Different access patterns, different trade-offs. FeedItem DB needs durable, petabyte-scale storage with multi-region replication and 3× replication for fault tolerance. Cassandra excels at this. The feed cache needs microsecond-latency, sorted-set semantics, in-memory speed — that's Redis territory. Forcing one store to do both means either Cassandra is too slow for the read path or Redis is too expensive (RAM-priced) for petabyte storage. Two stores, each optimized for its workload, beats one compromise store.
How would you handle a "trending" event — say, a viral post during the Super Bowl?
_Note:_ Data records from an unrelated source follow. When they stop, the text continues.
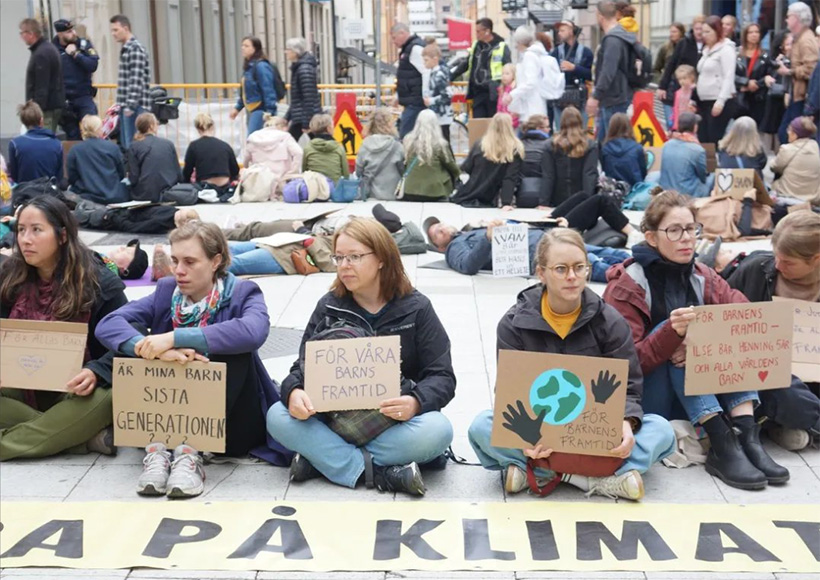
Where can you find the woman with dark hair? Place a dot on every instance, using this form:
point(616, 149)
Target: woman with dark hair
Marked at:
point(201, 313)
point(52, 276)
point(258, 91)
point(372, 296)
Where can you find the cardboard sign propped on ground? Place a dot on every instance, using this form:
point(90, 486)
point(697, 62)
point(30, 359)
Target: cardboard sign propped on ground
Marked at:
point(169, 403)
point(352, 373)
point(806, 340)
point(566, 403)
point(739, 347)
point(736, 182)
point(40, 355)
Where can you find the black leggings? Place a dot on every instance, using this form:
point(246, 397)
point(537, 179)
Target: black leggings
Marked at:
point(583, 210)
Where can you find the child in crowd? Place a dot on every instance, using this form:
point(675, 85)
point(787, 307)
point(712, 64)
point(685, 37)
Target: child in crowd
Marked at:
point(439, 99)
point(323, 154)
point(507, 85)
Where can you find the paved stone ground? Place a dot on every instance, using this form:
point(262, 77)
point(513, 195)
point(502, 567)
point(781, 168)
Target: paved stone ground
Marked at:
point(469, 308)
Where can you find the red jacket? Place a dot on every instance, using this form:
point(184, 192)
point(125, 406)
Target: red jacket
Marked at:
point(626, 292)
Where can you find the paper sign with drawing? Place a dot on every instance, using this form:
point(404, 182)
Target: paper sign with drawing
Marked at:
point(739, 347)
point(568, 403)
point(352, 373)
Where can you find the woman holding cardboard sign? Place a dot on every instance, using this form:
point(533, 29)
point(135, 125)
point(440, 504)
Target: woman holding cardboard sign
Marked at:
point(655, 291)
point(203, 312)
point(372, 296)
point(53, 276)
point(561, 316)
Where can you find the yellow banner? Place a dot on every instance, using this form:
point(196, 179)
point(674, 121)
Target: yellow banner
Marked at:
point(319, 537)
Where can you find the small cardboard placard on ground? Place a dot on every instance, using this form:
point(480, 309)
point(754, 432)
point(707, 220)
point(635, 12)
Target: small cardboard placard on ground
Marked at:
point(566, 403)
point(511, 251)
point(806, 340)
point(169, 403)
point(739, 347)
point(40, 355)
point(352, 373)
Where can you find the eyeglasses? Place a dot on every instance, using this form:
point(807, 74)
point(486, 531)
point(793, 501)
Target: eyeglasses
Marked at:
point(352, 259)
point(675, 233)
point(562, 270)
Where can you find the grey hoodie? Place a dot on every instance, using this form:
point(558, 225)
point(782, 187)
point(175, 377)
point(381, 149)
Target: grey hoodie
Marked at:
point(611, 65)
point(379, 166)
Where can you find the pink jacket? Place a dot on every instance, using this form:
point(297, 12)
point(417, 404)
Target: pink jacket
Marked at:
point(275, 149)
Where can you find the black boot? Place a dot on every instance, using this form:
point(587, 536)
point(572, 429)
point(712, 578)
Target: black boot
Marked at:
point(726, 459)
point(750, 443)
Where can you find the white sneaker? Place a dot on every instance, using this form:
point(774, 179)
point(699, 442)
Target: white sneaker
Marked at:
point(156, 467)
point(628, 485)
point(187, 477)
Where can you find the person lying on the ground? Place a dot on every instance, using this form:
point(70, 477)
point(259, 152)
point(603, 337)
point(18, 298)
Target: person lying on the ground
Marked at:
point(373, 295)
point(203, 313)
point(561, 316)
point(52, 276)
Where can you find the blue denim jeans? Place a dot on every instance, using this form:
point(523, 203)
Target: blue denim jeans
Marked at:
point(248, 259)
point(654, 441)
point(421, 439)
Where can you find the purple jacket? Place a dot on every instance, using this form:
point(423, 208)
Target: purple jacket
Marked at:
point(241, 325)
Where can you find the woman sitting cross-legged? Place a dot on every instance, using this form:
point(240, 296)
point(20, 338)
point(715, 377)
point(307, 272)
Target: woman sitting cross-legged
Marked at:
point(561, 316)
point(373, 295)
point(202, 313)
point(52, 276)
point(656, 291)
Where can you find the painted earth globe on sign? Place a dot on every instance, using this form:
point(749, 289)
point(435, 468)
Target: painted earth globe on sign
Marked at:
point(561, 393)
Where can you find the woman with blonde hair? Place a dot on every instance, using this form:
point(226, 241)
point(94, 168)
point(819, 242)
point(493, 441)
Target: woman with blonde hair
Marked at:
point(570, 161)
point(210, 159)
point(430, 169)
point(494, 166)
point(95, 166)
point(380, 160)
point(370, 296)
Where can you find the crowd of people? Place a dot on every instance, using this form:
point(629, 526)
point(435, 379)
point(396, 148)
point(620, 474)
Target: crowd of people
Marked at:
point(536, 153)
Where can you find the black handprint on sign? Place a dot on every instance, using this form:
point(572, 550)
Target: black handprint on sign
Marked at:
point(520, 423)
point(604, 387)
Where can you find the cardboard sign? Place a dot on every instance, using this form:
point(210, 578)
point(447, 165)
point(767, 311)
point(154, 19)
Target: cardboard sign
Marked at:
point(739, 347)
point(511, 251)
point(169, 403)
point(352, 373)
point(564, 402)
point(736, 182)
point(38, 355)
point(806, 340)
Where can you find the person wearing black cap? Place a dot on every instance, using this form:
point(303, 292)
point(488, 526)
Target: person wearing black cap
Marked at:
point(79, 60)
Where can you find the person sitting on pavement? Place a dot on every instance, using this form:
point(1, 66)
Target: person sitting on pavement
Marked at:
point(37, 152)
point(656, 291)
point(212, 160)
point(95, 166)
point(431, 171)
point(561, 316)
point(202, 313)
point(380, 160)
point(494, 166)
point(52, 276)
point(373, 294)
point(153, 164)
point(323, 154)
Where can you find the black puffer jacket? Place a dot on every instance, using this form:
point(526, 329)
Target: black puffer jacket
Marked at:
point(425, 346)
point(599, 331)
point(304, 92)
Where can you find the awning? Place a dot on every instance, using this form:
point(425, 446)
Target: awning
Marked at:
point(364, 58)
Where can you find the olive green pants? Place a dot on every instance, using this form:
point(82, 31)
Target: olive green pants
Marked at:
point(66, 423)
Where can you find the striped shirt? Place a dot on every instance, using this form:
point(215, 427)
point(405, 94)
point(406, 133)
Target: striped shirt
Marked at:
point(134, 76)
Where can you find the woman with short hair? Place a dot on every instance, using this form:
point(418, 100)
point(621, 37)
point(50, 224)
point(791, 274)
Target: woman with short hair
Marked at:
point(372, 296)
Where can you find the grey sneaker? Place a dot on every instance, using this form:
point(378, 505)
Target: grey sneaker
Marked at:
point(157, 466)
point(187, 474)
The cache + CDN absorb it. A viral post is pulled from FeedItem DB once per cache miss and then served from Redis to every subsequent reader. Media (the photo or video) is in S3 and CDN-cached at edge POPs — even if 50M people view it in an hour, the origin sees thousands of fetches, not millions. The Ranking Service may also boost the post's score given its engagement spike. The one risk is the fan-out write storm for the original post — if the viral author has 5M followers, fan-out takes longer; we either accept a 30-second freshness lag or pre-classify them above the celebrity threshold and switch to pull mode.
The one-line summary the interviewer remembers: "It's a hybrid push/pull model — fan-out-on-write to followers' Redis-cached feeds for normal users, fan-out-on-load for celebrities, merged and ML-ranked at read time. The cache makes reads O(1); the celebrity threshold makes writes bounded; the ranker makes the feed feel personal."